An Easy Introduction to CUDA C and C++

Originally published at: https://developer.nvidia.com/blog/easy-introduction-cuda-c-and-c/

Learn more with these hands-on DLI courses: Fundamentals of Accelerated Computing with CUDA C/C++ Fundamentals of Accelerated Computing with CUDA Python Update (January 2017): Check out a new, even easier introduction to CUDA! This post is the first in a series on CUDA C and C++, which is the C/C++ interface to the CUDA parallel…

I think there's an error in the line "In this case we use cudaMemcpyHostToDevice to specify that the first argument is a host pointer and the second argument is a device pointer.". Shouldn't it be "In this case we use cudaMemcpyHostToDevice to specify that the first argument is a device pointer and the second argument is a host pointer."? I think you exchanged host pointer with device pointer.

Thanks Nisarg, good catch. I've fixed this error.

Hi, thanks for this tutorial!

I have a GeForce 210 card, and when I run this program, I get

Max error: 2.000000

Whereas you see a max error of zero. It seems like the y[i] array is not getting operated on with my computer setup, but I get no compiler errors with nvcc. When I print out the result of max(maxError, abs(y[i]-4.0f)), I see the value 2.000000 every time, indicating that nothing happened to the y array on the device.

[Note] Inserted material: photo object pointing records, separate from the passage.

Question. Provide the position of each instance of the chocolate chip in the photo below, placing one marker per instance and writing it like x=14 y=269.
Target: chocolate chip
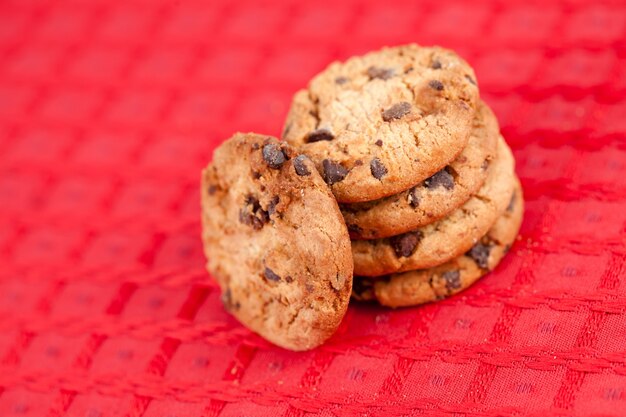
x=333 y=172
x=318 y=135
x=273 y=155
x=300 y=167
x=397 y=111
x=511 y=205
x=404 y=245
x=381 y=73
x=361 y=286
x=436 y=85
x=453 y=280
x=252 y=214
x=414 y=198
x=271 y=275
x=271 y=207
x=377 y=168
x=480 y=254
x=440 y=179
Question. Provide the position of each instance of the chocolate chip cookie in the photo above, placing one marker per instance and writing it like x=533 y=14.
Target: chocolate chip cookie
x=426 y=285
x=447 y=238
x=276 y=241
x=436 y=196
x=378 y=124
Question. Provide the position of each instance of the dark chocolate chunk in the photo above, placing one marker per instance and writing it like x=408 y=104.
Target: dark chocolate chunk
x=440 y=179
x=480 y=254
x=404 y=245
x=436 y=85
x=300 y=167
x=414 y=199
x=271 y=275
x=397 y=111
x=333 y=172
x=381 y=73
x=271 y=207
x=319 y=135
x=273 y=155
x=453 y=280
x=377 y=168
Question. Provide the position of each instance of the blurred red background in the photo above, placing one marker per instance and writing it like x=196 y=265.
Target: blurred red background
x=108 y=111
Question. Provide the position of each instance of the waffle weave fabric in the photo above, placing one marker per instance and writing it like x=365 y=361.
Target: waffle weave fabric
x=108 y=111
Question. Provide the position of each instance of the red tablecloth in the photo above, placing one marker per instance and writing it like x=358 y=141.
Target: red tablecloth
x=108 y=111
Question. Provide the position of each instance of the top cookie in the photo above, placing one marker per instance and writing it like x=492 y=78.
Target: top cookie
x=276 y=241
x=436 y=196
x=380 y=123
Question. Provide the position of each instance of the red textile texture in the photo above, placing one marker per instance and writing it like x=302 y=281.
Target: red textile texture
x=108 y=111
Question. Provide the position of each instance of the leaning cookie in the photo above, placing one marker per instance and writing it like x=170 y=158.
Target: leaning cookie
x=380 y=123
x=426 y=285
x=435 y=197
x=447 y=238
x=276 y=241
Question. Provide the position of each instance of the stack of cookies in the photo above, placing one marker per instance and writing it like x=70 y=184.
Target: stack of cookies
x=425 y=182
x=392 y=183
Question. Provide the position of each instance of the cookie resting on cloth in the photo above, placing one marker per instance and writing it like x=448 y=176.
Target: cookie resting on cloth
x=435 y=197
x=380 y=123
x=426 y=285
x=275 y=241
x=447 y=238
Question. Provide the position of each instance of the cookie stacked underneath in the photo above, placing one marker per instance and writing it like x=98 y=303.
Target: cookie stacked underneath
x=425 y=181
x=392 y=184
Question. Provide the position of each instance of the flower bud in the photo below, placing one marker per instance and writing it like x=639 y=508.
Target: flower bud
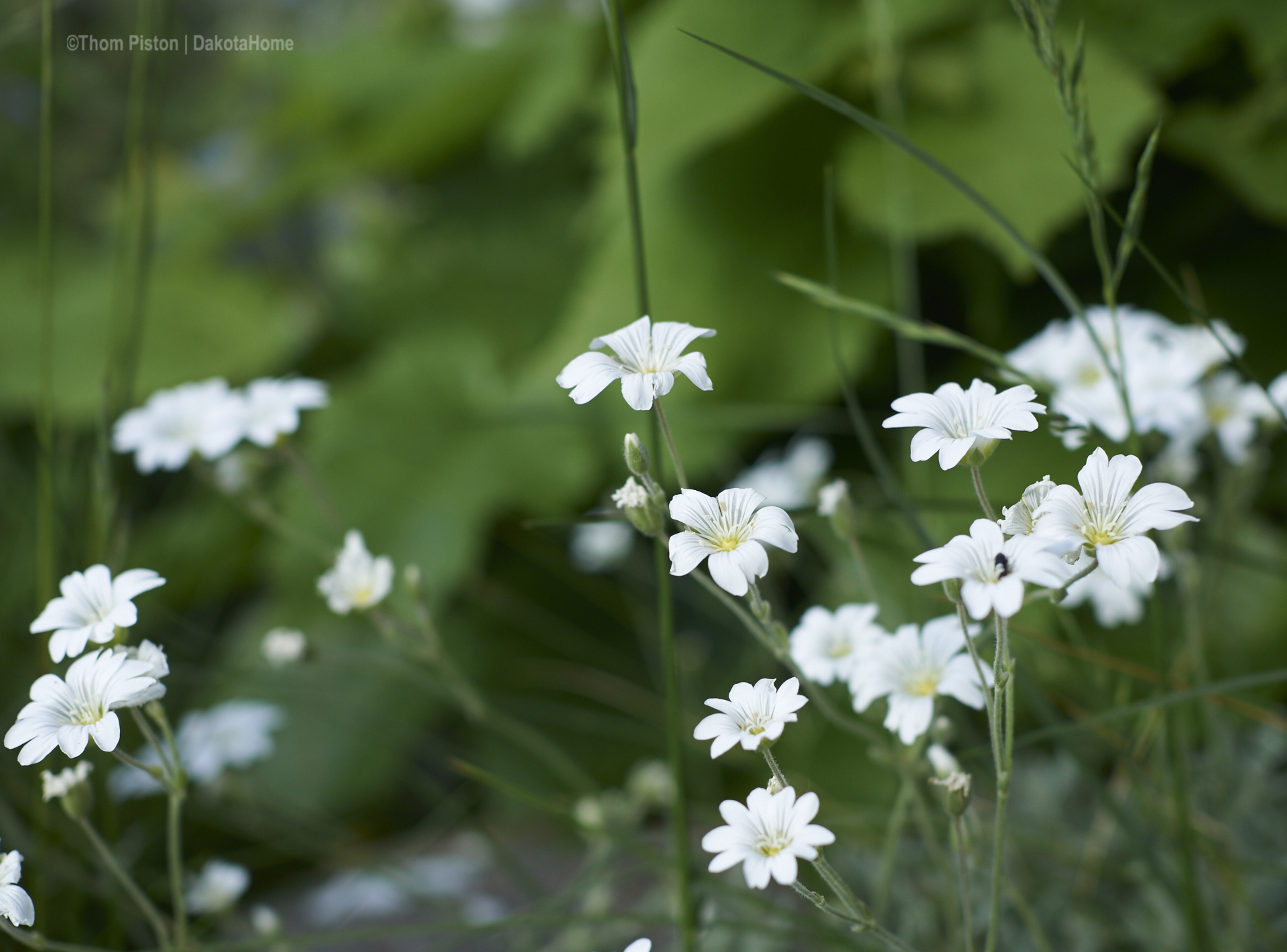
x=636 y=456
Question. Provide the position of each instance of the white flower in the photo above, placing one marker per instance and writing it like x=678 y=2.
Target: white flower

Do you have any advice on what might be going wrong here?

Thanks,
Charles.

I suspect a CUDA error. Unfortunately the code example doesn't check for errors, because that is the lesson of the follow up post. Can you add error checking as shown in the post http://devblogs.nvidia.com/... and see what errors you see?

Ah, I did have some errors. I was using Ubuntu 13.10 and tried some "workarounds" involving third-party PPAs since this isn't an officially supported platform. I couldn't get the workarounds to work it seems, but instead of tracking down the problem, I installed 12.04 LTS and followed the official instructions, now everything seems to be working and I get the "Max error: 0.00000" output now. Yay!

Thank you for taking the time to help me, Mark.

My pleasure, glad you got it working.

There are typos in the first paragraphs of both the Device Code and Host Code sections, x_d and y_d should be d_x and d_y.

I've fixed these. Thank you!

I got the error: #include expects filename, what is the filename?

Sorry about that, the code got mangled by the site. I've fixed it. (The filename is <stdio.h>).

There are missing '&'s in front of 'd_x' and 'd_y' when calling cudaMalloc in the first code snippets of the Host Code section.

Fixed. Thanks!

Thanks for your posting. I'm newbie for CUDA. When I compile your code, i got the same result "Max error: 0.00..0n". However, when I debug it, it doesn't get in __global__ void saxpy function. Is it normal?

I mean it gets in saxpy but it doesn't read

int i = blockIdx.x*blockDim.x + threadIdx.x;
if (i < n) y[i] = a*x[i] + y[i];

sorry, one more!
How can "int N = 1<<20" work?
i have no idea.

1<<20 shifts the value 1 left 20 bits. This is equivalent to 2 raised to the power of 20 == 1048576.

What debugger are you using? You need to use a gpu-aware debugger such as cuda-gdb or NSight (Visual Studio Edition or Eclipse Edition).

Thanks Mark!!, then N should be 1048576/32 = 32768 right?

And i'm using Nsight but

__global__

void saxpy(int n, float a, float *x, float *y)

{ <---- here

int i = blockIdx.x*blockDim.x + threadIdx.x;

if (i < n) y[i] = a*x[i] + y[i];

}

in this function, i cannot get under the first bracket, which i pointed. just empty red circle

is there anything more header file than stdio.h?